Putting a religious symbol on public property (not quite the case just decided) does not establish an official state religion (unless all other religious symbols are prohibited). Not allowing a religious symbol on public property does prohibit the free exercise thereof.
“We the People of the United States, in Order to form a more perfect Union…” Many may know the preamble to the Constitution of the United States; very few (including judges) know the postample:
“Done in Convention by the Unanimous Consent of the States present the Seventeenth Day of September in the Year of our Lord one thousand seven hundred and Eighty seven and of the Independence of the United States of America the Twelfth.”
Then the are those first ten words of the first admendment: “Congress shall make no law respecting an establishment of religion,…” Few (including judges) know the six words that follow: “or prohibiting the free exercise thereof”.
Almost every state included in its Constitution radification document either “Anno Domini” or “in the year of our Lord”.

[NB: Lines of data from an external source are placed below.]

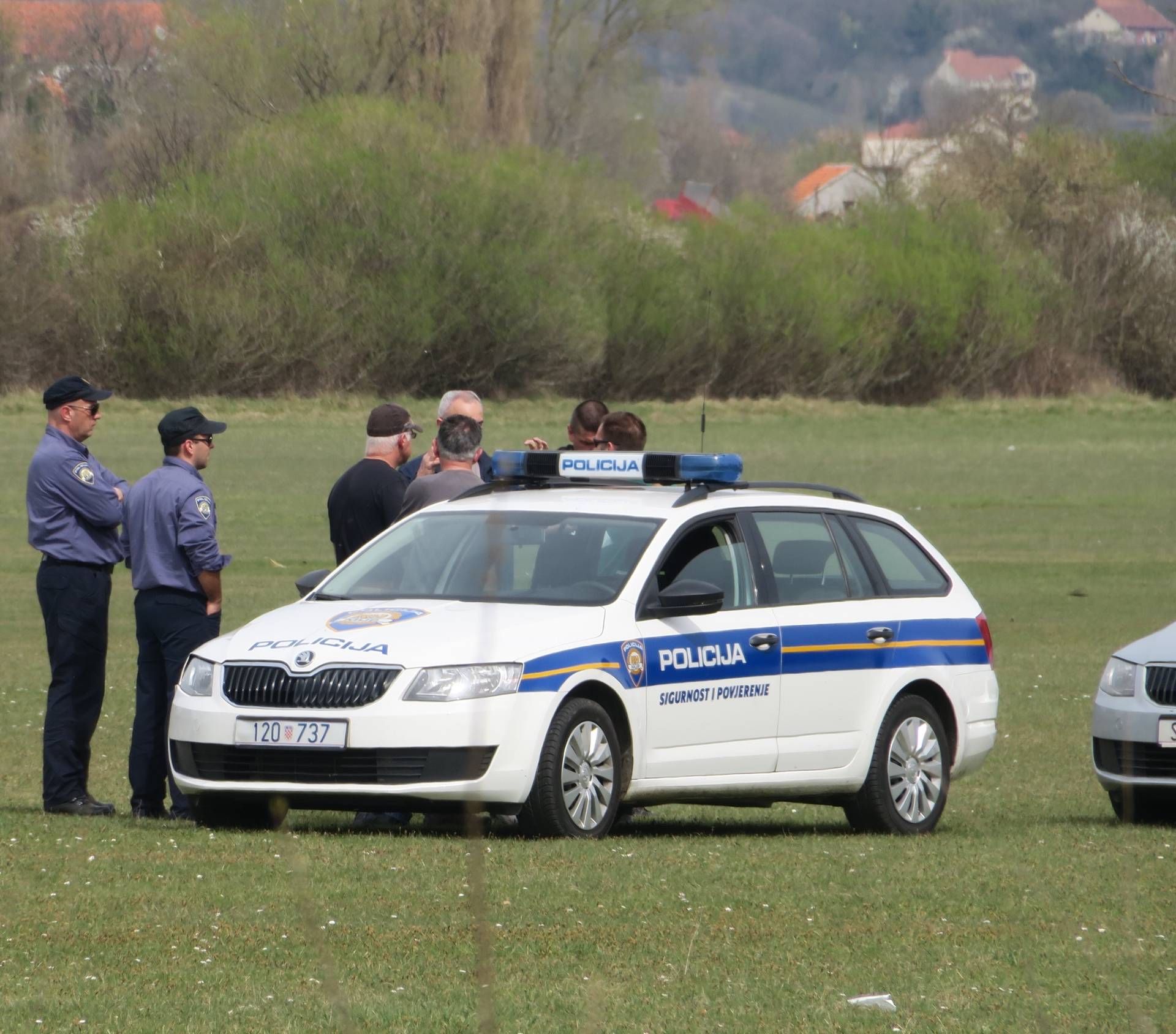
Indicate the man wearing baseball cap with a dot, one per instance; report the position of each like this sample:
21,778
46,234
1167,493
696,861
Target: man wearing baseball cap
74,508
176,565
368,496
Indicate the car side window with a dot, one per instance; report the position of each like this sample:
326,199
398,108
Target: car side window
712,553
804,558
856,573
907,570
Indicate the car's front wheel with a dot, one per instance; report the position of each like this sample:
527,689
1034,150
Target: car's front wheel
1145,807
575,783
907,785
221,812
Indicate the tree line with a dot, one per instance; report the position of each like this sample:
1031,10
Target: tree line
317,197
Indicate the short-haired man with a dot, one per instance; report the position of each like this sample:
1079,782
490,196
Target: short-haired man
458,402
368,496
458,448
620,432
176,565
74,510
581,428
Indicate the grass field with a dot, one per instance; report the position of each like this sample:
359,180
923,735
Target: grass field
1030,908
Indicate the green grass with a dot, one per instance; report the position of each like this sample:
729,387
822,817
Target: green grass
1029,908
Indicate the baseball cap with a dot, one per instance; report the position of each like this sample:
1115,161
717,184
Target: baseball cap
390,419
71,388
180,425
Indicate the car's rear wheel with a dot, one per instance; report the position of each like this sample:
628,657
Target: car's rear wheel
575,783
221,812
907,785
1145,807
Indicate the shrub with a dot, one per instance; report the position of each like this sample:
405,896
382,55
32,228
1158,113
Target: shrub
352,245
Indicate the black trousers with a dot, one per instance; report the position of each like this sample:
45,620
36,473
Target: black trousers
168,626
75,604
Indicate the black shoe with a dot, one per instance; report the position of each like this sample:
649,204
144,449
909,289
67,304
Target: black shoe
80,806
107,809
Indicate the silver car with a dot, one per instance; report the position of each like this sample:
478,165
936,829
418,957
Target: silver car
1134,728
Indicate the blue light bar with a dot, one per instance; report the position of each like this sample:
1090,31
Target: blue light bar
662,469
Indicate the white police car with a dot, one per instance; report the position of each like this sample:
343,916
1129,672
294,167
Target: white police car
1134,728
551,649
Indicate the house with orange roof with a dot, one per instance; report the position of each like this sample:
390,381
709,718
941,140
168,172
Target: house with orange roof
52,36
907,152
967,72
1123,21
832,191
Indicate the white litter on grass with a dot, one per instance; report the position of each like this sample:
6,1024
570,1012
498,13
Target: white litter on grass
874,1002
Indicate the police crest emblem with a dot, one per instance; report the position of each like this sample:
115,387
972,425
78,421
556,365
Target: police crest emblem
633,653
372,618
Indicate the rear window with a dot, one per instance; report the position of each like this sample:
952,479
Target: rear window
907,570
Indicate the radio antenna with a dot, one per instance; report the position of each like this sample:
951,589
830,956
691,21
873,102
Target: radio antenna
706,383
703,423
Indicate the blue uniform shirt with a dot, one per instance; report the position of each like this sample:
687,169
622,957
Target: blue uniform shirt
170,530
74,513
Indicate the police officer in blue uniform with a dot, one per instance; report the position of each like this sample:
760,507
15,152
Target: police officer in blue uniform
176,565
74,508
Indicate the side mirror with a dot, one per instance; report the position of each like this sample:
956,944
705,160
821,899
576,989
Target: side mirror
686,598
309,580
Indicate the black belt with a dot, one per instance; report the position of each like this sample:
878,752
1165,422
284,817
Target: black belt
52,561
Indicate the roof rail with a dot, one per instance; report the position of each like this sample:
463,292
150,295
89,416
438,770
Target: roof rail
809,486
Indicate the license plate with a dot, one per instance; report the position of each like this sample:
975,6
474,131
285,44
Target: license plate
291,732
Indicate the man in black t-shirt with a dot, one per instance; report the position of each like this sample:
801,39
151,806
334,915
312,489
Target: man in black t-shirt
369,494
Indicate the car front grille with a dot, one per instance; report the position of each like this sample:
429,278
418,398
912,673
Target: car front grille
1133,759
377,766
272,686
1161,682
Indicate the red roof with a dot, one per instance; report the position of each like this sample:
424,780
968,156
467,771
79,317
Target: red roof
816,179
52,29
916,130
976,69
1135,15
680,207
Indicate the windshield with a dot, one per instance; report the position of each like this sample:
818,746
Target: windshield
516,558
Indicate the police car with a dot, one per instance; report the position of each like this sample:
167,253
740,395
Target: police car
601,627
1134,728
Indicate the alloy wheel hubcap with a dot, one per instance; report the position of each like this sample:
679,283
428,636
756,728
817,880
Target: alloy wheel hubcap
587,774
915,769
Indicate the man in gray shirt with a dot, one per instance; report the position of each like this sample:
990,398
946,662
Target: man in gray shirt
456,447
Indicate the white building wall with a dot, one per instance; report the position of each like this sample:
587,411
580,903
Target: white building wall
842,193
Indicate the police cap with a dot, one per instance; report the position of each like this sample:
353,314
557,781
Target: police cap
71,390
180,425
390,419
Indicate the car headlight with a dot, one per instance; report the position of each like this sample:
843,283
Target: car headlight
465,682
197,679
1118,678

Clearly the overwhelming number of the founding fathers, those drafting the Constitution, and those ratifying it, believed in God, faith, and religion. Not just any religion, “Year of our Lord” and “Anno Domini” can only refer to one religion, Christianity.
But what about “Congress shall make no law respecting an establishment of religion”? Having seen and suffered under a state religion, the founders wanted to prohibit an official state religion, which they understood could cause the state to surpress those who did not believe in that religion.
The founders also understood that it was not enough to stop the government from establishing a religion, as men of faith they knew it was necessary to stop the government from prohibiting the free exercise of religion.
In simple terms the government cannot make an official religion, nor can it prohibit the practice of any religion.
Putting a religious symbol on public property (not quite the case just decided) does not establish an official state religion (unless all other religious symbols are prohibited). Not allowing a religious symbol on public property does prohibit the free exercise thereof.